En las escarpadas faldas del cerro El Siglo, cuando aún el urbanismo no había tocado sus pies; en las noches, su bruma era espesa que semejaban las fauces de una fiera mitológica queriendo devorar el horizonte.
En la quietud de las tinieblas el silencio dejaba escuchar su música fúnebre sin notas, hasta el latido del viento hacía sobresaltar hasta el más frío y ecuánime mortal.
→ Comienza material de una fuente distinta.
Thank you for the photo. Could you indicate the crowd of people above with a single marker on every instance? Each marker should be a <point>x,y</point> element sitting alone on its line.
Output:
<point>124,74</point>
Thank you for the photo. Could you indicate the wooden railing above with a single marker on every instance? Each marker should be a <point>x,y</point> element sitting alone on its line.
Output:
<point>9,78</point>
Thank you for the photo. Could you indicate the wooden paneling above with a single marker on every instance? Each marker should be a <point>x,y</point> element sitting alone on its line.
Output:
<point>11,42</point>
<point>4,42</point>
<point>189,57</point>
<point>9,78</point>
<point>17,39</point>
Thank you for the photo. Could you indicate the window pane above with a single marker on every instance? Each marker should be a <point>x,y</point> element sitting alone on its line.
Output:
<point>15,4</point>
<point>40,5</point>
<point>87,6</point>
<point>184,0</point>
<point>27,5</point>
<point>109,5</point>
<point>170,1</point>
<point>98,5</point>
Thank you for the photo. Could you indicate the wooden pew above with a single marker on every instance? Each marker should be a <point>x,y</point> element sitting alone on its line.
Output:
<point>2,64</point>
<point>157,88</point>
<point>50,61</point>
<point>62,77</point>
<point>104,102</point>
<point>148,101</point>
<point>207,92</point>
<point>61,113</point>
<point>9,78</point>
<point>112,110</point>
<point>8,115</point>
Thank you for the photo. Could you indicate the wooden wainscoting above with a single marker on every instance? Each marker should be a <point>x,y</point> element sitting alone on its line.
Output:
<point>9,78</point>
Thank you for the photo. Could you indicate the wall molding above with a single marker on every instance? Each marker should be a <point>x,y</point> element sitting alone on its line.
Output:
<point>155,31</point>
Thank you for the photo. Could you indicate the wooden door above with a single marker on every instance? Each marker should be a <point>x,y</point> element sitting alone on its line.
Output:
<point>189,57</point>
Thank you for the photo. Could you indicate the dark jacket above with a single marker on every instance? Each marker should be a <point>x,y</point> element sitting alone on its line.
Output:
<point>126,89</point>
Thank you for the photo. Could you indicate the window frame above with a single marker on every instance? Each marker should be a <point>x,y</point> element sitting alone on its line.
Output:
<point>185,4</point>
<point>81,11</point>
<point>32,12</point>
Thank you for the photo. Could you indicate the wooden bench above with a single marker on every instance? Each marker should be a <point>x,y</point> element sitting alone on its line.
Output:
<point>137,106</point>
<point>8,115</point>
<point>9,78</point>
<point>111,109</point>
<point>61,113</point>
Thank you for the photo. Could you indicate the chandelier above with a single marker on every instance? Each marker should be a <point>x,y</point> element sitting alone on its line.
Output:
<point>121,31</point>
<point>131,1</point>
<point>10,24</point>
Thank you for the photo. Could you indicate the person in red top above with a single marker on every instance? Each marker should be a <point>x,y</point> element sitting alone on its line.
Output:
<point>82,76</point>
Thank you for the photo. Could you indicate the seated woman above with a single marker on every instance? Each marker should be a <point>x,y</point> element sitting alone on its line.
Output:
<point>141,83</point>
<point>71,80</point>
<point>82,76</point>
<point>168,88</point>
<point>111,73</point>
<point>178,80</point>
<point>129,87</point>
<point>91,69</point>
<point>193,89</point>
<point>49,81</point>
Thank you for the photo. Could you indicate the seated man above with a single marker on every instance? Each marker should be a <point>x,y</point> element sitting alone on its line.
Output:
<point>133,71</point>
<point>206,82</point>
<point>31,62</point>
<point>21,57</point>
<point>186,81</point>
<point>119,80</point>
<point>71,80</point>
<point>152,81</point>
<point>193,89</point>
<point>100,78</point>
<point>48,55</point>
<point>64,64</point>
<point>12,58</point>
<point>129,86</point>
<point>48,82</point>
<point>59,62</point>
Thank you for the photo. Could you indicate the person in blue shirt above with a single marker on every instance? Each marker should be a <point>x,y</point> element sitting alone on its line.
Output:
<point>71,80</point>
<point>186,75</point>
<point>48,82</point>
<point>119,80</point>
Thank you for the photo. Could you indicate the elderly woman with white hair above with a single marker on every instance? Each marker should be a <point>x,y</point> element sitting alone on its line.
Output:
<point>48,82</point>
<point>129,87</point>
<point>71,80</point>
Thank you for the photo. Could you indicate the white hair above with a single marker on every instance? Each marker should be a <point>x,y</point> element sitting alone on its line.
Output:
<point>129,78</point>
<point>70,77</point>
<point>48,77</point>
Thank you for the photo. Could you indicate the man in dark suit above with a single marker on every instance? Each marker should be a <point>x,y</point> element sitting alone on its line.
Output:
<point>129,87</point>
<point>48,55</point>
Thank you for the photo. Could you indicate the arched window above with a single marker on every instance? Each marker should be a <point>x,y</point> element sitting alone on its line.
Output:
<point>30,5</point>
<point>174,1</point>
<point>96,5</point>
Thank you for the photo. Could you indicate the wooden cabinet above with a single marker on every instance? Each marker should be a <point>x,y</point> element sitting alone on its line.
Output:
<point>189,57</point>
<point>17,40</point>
Cuando la ciudad dormía en plácido remanso de sosiego, las fuerzas sobrenaturales, los espíritus, empezaron a atisbar desde sus recónditos miradores donde el ojo humano es una estrella inanimada bajo el inmenso cielo azul de Mayo.
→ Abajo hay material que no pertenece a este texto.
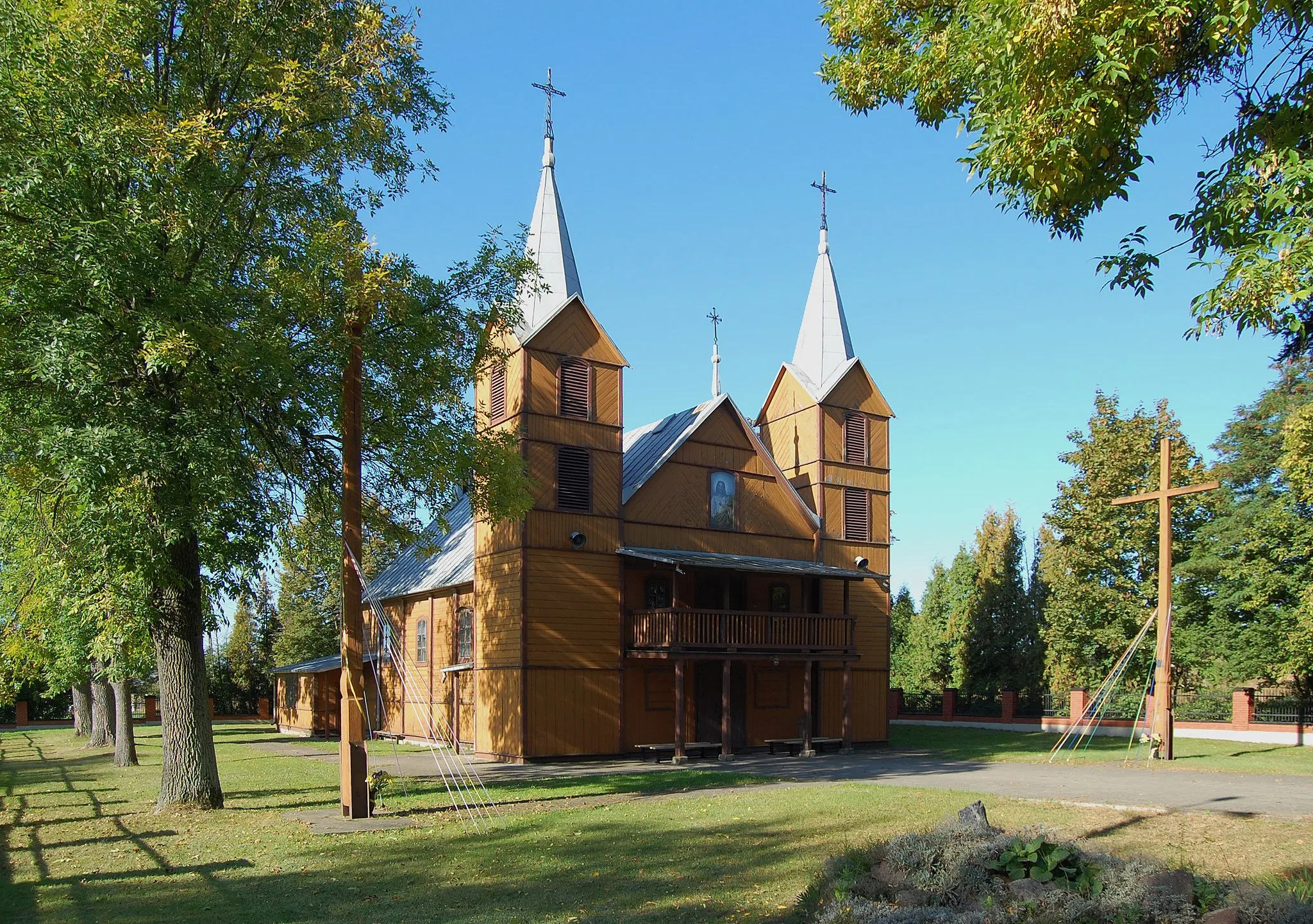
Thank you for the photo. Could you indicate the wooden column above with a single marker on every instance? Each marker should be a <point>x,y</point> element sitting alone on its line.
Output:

De pronto se empezó a escuchar algo parecido al tropel como de una bestia apurada y Jacinto que tenía que atravesar la cumbre de la atalaya para llegar a Chen Chen, detuvo su paso. Siempre había escuchado el mismo ruido de los cascos de algún cuadrúpedo cuando llegaba la medianoche; sólo que esta vez estaba alegre por que emitió un grito algo parecido a un rebuznar pero muy extraño como de ultratumba. Su muestra de afecto retumbó estrepitosamente en la noche y se escuchó el eco en lontananza como un latigazo en la piel desnuda de un muerto y luego un gemido tan triste y penetrante que los perros empezaron aullar tímidamente, los gallos asustados cantaban y las aves que posaban en los escasos arbustos, caían al suelo piando desesperadamente como fulminadas por un invisible rayo aterrador. Se divisaba a lo lejos un bulto pequeño que se iba acercando lentamente, levantando una pequeña polvareda al avanzar. Fueron segundos de terror y al estar a unos 10 metros de distancia, se podía apreciar sus grandes ojos negros, que a pesar de la oscuridad, brillaban como dos bolas de fuego ardiente, su tupido pelaje se movía con el viento. Se detuvo y como por arte de magia, de manera impresionante y despacio, empezó a desarrollar acrecentando su figura hasta una altura normal. Era un asno, pero a esas horas y sin jinete, ¿de quién podría ser? Jacinto quería correr pero parecía que tenía los pies de plomo, empezó a transpirar a chorros, quería gritar, pero tenía un nudo en la garganta. Un olor extraño cubría el ambiente y ni un alma daba signos de vida en ese instante. Fueron minutos pero que parecieron siglos. Hasta que una voz lo sacó de sus cavilaciones ¡Jacinto. Jacinto. Hijo ¿donde estás?
– ¡Papá! ¡Papa!. El niño corrió hacia donde su progenitor y se abrazó de él con desesperación y se puso a llorar .
– ¡Que tienes! ¿por qué estas temblando?
– ¡Mira papá lo que hay allí!
– ¿Adonde? ¡Si no hay nada!
– ¡Era un burro grande, negro, bien feo que si no llegas me ataca!
– Déjate de imaginarte cosas hijo, agarra tu bolsa y vamos que es tarde y mañana hay que trabajar.
– ¿Por qué te has demorado tanto en el colegio?
– Me quedé donde mi amigo Juan para hacer la tarea en su computadora!
– Pero ya es demasiado tarde, tú sabes tantas cosas que pasan…
Se fueron a tranco largo, Jacinto iba en silencio y le contestaba a su papá como un autómata. No encontraba explicación a lo que había visto.
Llegó el día siguiente con sus nuevos albores y tomó su desayuno temprano para venirse al colegio, una vez terminado y satisfecho, se despidió.
– Hasta luego mamá.
– ¡Chau hijito, te has persignado!
– ¡Si mamá!
– No te vayas a tardar como ayer que tu papá tiene que después ir a buscarte.
– No mamá.
Lo primero que hizo fue bajar por la misma ruta del día anterior. Quería
comprobar que no era una visión lo que tocó vivir.
Cuando llegó al lugar indicado, casi se cae para atrás de impresión, estaban frescas las cuatro huellas del animal que bajaba, donde se detuvo, pero no había más, parecía que había alzado vuelo. Estaban sus huellas, las de su papá, pero las del asno no proseguían viaje. De ahí que Jacinto muchas veces piensa que era aun ángel el que se le apareció, pero a la vez también se le ocurre que era el diablo ya que era un mentiroso, se le había hecho tarde por jugar el fútbol. Pero le sirvió la lección porque jamás se atrevió a pasar tarde la noche por ese lugar de encanto y nunca más volvió a mentir.